Aprocitentan

The development of Aprocitentan can be traced back to Bosentan, a dual ETA and ETB receptor antagonist developed by Roche, and the drug specification produced by Lucius is 12.5mg/30 tablets.

Aprocitentan is an oral small molecule that targets dual endothelin A/B receptor (ETA/ETB) antagonists, effectively inhibiting the binding of ET-1 to ETA and ETB.

Aprocitentan is an oral dual endothelin A/B receptor (ETA/ETB) antagonist. This antagonistic effect can block adverse reactions such as vascular constriction, myocardial hypertrophy, vascular smooth muscle cell proliferation, and fibrosis mediated by ET-1, thereby reducing blood pressure and improving cardiovascular function.

1.Main components

Aprocitentan

2.Adapt to the population

Aprocitentan combined with other antihypertensive drugs for the treatment of hypertension.

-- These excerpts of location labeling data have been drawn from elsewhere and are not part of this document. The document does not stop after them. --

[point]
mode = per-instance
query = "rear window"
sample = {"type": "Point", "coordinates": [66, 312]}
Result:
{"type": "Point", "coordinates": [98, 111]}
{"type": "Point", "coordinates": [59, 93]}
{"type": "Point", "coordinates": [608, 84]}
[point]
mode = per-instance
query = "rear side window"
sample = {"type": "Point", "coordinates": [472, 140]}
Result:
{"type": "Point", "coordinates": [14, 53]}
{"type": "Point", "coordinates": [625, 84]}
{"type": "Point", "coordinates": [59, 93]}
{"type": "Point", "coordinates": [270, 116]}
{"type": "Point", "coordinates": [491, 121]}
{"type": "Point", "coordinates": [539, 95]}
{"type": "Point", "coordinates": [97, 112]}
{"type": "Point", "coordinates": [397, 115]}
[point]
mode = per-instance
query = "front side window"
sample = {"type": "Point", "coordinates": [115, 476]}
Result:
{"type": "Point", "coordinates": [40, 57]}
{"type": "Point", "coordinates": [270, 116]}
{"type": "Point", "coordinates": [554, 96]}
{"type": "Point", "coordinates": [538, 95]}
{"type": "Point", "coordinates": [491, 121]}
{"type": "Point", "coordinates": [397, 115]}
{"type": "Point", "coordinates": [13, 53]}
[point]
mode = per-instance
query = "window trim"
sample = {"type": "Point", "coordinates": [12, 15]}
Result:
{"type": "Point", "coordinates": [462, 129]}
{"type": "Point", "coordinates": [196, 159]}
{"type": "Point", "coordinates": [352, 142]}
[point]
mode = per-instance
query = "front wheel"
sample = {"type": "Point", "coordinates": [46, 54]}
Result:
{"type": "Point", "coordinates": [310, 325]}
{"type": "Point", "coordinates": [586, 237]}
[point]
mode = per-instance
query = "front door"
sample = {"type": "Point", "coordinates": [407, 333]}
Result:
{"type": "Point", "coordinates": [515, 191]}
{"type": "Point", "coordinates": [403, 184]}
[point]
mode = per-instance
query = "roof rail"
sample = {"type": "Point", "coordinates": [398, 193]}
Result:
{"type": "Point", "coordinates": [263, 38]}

3.Medication for special populations

3.1Pregnancy

Available data from reports  of pregnancy in clinical trials with Aprocitentan are insufficient to rule out a drug-associated  risk of major birth defects, miscarriage or other adverse maternal or fetal outcomes.  Advise pregnant patients of the potential risk to a fetus.

3.2Lactation

There are no data on the presence of aprocitentan in human milk, the effects on the  breastfed infant, or the effect on milk production. Because of the potential for serious adverse reactions  in breastfed infants, advise women not to breastfeed during treatment with Aprocitentan.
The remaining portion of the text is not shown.